# Regridding NetCDF data in Python

This notebook tutorial was produced by the [Knowledge Systems](eatlas.org.au) team at the [Australian Institute of Marine Science](www.aims.gov.au) to  guide the reader through regridding NetCDF data in Python. Please refer to the article on [Visualising NetCDF data](./visualising-netcdf.ipynb) for a more general introduction to working with NetCDF files. This tutorial will use the [eReefs Hydrodynamic and BioGeoChemical models of the Great Barrier Reef (GBR)](https://ereefs.aims.gov.au/ereefs-aims) dataset.

This notebook can be run directly from Google Colab (if not already) by clicking the "Open in Colab" button below.

[![Open In Colab](https://colab.research.google.com/assets/colab-badge.svg)](https://colab.research.google.com/github/eatlas/netcdf-python/blob/master/notebooks/visualising-netcdf.ipynb)

### Prepare the environment.

In [None]:
# Re-install 'shapely' because of a bug that crashes the notebook when plotting a variable on a map.
!pip uninstall shapely --yes
!pip install shapely --no-binary shapely

# Install 3rd party libraries required by the code.
!pip3 install netcdf4 cartopy

# Install regridding modules.
!mkdir regrid
#!curl https://colab.research.google.com/github/eatlas/netcdf-python/blob/master/regrid/builder.py --output regrid/builder.py
#!curl https://colab.research.google.com/github/eatlas/netcdf-python/blob/master/regrid/regridder.py --output regrid/regridder.py

# Enable logging.
import logging
logging.basicConfig(level=logging.DEBUG)

In [None]:
# Download data
!curl https://dapds00.nci.org.au/thredds/fileServer/fx3/gbr1_2.0/gbr1_simple_2018-01-10.nc --output gbr1_simple_2018-01-10.nc

### Connect to the dataset

In [None]:
# Import the NetCDF library for accessing and manipulating NetCDF libraries.
import netCDF4 as nc

# Open the Par8 NetCDF file downloaded previously.
dataset = nc.Dataset('gbr1_simple_2018-01-10.nc')

# Print the high-level metadata.
print(dataset)

Some things to notice in the dataset metadata:

__`k(44), j(2389), i(510), time(24)`__
- `k` represents depth, of which there is 44 depths.
- `i` and `j` represent a 2-dimensional grid of latitude and longitude values.
- `time` has 24 hours.

__`variables(dimensions): float64 zc(k)`__ - `zc` is the Dimension Variable for depth `k`.

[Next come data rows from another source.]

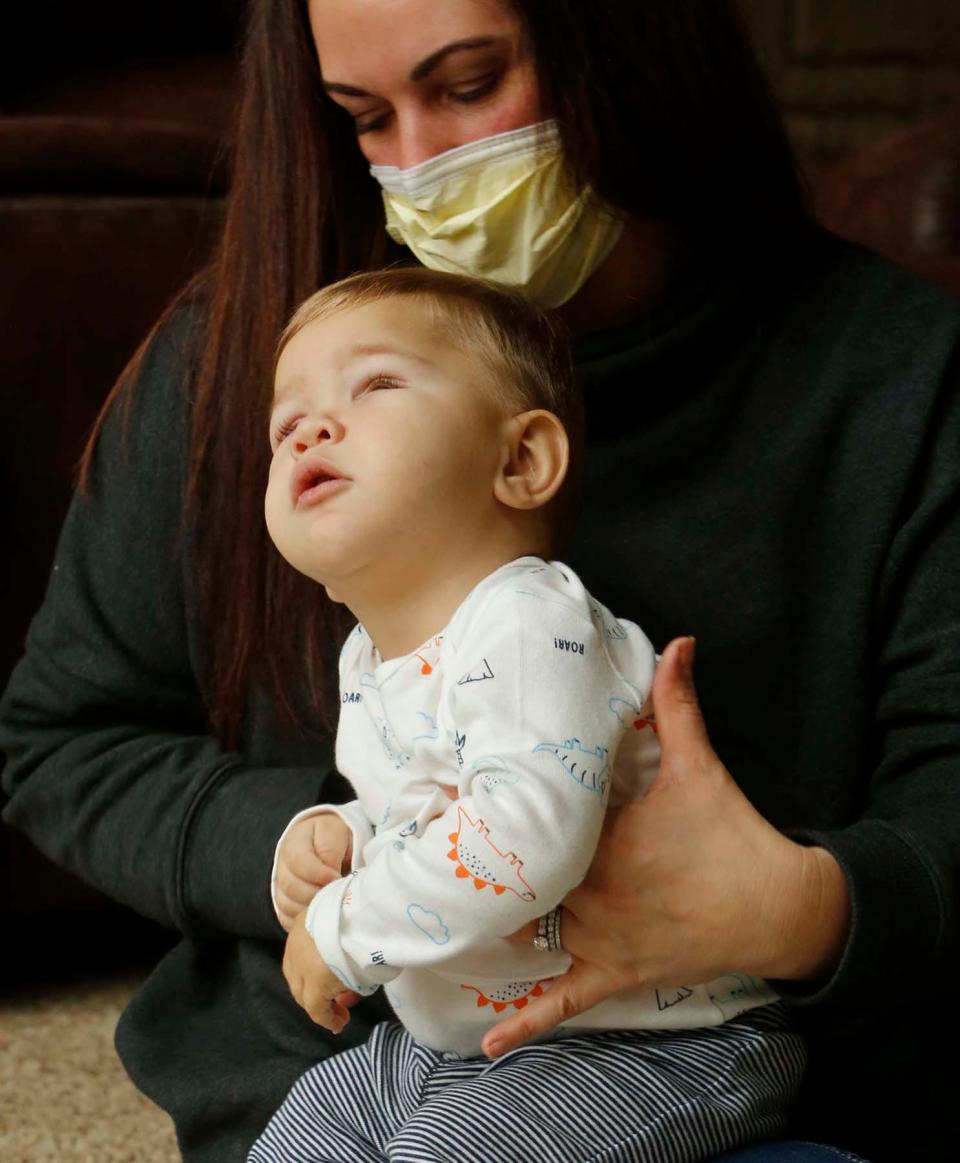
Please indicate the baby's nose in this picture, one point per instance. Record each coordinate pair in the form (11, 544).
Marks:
(313, 432)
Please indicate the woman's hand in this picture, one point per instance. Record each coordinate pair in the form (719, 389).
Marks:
(688, 884)
(313, 853)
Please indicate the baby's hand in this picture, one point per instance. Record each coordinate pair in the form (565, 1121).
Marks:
(313, 985)
(313, 853)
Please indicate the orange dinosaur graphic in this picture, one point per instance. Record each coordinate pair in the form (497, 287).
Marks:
(431, 654)
(478, 858)
(516, 993)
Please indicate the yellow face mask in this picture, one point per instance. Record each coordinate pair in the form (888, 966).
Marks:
(502, 208)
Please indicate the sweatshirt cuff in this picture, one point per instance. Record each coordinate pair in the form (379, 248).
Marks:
(355, 819)
(229, 841)
(895, 918)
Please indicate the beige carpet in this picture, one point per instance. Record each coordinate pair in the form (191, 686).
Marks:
(64, 1096)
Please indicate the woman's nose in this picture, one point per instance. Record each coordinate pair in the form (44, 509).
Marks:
(314, 430)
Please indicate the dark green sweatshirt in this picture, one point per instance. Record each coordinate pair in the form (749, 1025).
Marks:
(773, 464)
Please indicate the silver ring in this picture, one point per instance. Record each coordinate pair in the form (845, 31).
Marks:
(547, 939)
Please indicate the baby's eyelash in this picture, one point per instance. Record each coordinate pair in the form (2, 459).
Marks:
(283, 430)
(383, 382)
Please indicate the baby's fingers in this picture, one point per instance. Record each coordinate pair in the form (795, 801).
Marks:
(324, 1010)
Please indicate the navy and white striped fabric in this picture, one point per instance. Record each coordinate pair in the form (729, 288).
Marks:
(614, 1096)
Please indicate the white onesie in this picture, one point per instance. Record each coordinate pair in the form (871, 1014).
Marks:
(532, 707)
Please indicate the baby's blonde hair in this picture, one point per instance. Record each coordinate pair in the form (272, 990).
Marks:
(526, 350)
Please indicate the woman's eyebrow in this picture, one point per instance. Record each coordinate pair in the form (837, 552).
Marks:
(425, 68)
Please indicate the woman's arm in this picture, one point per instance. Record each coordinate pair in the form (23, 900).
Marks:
(688, 883)
(111, 768)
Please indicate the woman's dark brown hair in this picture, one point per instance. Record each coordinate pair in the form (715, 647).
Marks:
(661, 105)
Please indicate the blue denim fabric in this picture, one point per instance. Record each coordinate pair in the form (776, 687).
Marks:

__`variables(dimensions): float64 longitude(j, i), float64 latitude(j, i)`__ - `longitude` and `latitude` are 2-dimensional variables used to determine the latitude/longitude for a specific cell in the grid.

__`variables(dimensions): float32 temp(time, k, j, i)`__ - 4-dimensional variable containing temperature. Given a specific `time` and depth (`k`), the location of the cell (`j`/`i`) can be determined by looking up the `longitude` and `latitude` variables.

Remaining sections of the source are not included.